More schools venture into new markets
News that two Independent schools announced new campuses in China during the Prime Minister’s visit, prompted us to look at the growing number operating overseas. In the past five years the number has increased from 20 to more than 60, with the majority located in the Middle East and mainland China. 2017 was significant, because it was the first year where the number of pupils attending overseas campuses (31,775), exceeded the number of non-British pupils attending UK ISC schools (27,281).
This is a great success story of overseas expansion in countries with a growing population, an affluent middle class and buoyant markets. This activity is no longer the preserve of big name boarding schools that started the trend. There are now many more day schools accessing this market. Reigate Grammar being one that signed up to open the first of five schools in China, during the Prime Minister’s visit.
There are risks involved, but the benefits are attractive. Franchising enables UK independent schools to benefit from the strength of their name, their history, and reputation, providing an opportunity to grow their brand internationally.

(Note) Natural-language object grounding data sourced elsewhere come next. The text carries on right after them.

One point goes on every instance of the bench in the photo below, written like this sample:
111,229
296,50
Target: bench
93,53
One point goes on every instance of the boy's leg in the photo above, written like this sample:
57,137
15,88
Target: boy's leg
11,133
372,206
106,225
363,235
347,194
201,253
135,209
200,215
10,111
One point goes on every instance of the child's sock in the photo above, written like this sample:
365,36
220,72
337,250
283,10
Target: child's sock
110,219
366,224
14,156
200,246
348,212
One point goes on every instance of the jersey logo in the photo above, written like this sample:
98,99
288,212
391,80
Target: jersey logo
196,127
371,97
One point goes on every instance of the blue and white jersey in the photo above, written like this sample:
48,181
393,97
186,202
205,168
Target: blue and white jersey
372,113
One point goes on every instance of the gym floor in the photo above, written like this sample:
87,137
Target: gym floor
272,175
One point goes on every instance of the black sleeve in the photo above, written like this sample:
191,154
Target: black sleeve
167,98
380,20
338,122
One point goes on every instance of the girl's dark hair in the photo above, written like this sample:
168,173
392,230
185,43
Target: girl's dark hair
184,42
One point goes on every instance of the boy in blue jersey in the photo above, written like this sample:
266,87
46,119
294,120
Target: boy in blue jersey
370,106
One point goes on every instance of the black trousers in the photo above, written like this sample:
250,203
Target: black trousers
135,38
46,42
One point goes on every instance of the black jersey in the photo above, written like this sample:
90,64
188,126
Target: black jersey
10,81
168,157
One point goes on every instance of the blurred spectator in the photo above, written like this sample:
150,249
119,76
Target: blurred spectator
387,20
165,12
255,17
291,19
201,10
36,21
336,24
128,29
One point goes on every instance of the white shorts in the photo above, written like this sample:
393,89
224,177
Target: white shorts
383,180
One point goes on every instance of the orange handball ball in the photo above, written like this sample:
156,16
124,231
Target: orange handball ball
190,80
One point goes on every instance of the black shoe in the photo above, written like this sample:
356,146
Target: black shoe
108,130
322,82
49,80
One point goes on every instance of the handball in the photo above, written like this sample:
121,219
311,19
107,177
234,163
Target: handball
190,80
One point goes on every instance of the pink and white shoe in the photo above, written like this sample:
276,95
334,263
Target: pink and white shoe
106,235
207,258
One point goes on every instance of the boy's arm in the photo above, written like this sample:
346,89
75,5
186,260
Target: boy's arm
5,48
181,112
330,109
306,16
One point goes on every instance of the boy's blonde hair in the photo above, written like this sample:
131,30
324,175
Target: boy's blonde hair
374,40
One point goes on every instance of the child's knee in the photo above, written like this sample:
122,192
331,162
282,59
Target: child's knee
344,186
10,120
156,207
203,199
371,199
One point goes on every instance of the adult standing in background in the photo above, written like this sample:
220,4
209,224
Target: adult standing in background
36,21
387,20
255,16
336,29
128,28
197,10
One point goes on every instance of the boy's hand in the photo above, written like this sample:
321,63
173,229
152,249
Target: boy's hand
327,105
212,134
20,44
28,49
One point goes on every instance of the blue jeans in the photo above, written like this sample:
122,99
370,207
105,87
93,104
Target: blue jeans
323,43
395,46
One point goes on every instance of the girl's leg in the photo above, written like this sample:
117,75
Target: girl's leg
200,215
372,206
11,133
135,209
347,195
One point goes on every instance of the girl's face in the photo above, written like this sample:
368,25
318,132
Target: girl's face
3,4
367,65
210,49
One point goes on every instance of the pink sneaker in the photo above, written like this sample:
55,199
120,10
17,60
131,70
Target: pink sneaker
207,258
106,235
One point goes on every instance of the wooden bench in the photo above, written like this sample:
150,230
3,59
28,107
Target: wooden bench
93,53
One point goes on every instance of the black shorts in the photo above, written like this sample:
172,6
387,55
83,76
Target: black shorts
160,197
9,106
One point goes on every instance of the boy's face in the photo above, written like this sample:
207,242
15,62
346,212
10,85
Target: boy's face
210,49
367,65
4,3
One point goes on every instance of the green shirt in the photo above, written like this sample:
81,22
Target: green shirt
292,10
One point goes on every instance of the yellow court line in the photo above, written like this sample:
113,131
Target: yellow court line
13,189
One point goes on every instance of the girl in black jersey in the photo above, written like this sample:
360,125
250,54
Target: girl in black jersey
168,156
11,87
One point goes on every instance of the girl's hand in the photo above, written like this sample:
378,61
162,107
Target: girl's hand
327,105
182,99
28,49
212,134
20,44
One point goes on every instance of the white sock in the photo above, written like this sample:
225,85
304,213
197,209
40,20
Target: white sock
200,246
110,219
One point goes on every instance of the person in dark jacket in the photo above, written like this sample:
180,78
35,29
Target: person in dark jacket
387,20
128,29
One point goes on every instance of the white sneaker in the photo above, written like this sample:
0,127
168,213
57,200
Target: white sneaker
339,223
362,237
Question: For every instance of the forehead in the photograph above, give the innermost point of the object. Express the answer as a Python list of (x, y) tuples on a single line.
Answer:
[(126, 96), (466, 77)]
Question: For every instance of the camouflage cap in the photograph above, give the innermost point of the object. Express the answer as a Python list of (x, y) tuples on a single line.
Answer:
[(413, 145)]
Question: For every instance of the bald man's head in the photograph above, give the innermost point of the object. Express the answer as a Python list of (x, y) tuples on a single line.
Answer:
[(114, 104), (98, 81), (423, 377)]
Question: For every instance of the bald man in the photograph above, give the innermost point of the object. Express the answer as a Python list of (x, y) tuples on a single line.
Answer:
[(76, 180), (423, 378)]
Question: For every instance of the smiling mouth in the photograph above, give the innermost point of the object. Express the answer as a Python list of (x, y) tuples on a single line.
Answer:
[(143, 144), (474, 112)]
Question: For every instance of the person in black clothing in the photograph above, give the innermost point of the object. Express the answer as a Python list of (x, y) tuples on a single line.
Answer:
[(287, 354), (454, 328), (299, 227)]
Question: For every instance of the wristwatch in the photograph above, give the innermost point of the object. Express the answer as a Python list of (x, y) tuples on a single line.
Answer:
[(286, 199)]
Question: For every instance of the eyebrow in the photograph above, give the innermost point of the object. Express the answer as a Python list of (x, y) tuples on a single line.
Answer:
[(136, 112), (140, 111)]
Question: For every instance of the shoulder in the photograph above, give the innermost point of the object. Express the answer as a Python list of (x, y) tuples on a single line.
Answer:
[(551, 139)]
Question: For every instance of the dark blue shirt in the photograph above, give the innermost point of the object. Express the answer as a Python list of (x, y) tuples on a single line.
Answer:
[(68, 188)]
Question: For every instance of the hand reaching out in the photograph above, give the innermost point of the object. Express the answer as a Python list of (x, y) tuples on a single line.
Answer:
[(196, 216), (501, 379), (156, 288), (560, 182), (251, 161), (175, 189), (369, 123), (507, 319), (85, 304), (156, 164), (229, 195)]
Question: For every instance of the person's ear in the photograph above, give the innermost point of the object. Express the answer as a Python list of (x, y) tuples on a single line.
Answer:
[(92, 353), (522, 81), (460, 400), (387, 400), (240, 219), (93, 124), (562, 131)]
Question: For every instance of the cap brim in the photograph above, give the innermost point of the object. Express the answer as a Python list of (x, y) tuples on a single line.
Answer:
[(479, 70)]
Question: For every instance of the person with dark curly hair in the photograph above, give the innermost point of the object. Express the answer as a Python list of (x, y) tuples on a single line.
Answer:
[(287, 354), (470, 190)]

We are a small island with a relatively small market. In a mature market with affordability becoming a barrier to purchase, competition to recruit becomes more intense every day, for both day and boarding. Opportunities that can be created to access growth markets world-wide, and give a competitive edge, are worth considering. Selling in international markets can command higher fees than selling at home, especially when dealing with a luxury UK made product – and being able to describe a school as an international brand increases it profile at home. Profits pay for bursaries in the UK, which is essential in maintaining the integrity of fee paying independent education, if it doesn’t want to be the preserve of the rich, especially for boarding.
As ministers seek to open up markets in the global race, they are calling on more Academies to establish schools overseas, and no doubt they will be competing more for this market too.
If establishing schools overseas is a step too far, introducing a home stay programme to recruit overseas pupils can increase sixth form numbers and revenue, especially for day schools that want access to new markets that are not available to their competitors. After MTC’s home stay seminar last term, at least two schools who attended are developing successful programmes.
Whatever the outcome of the Brexit negotiations, the independent education sector has been quietly getting on with accessing international markets, and securing a stronger future for fee paying schools. It’s a great success story.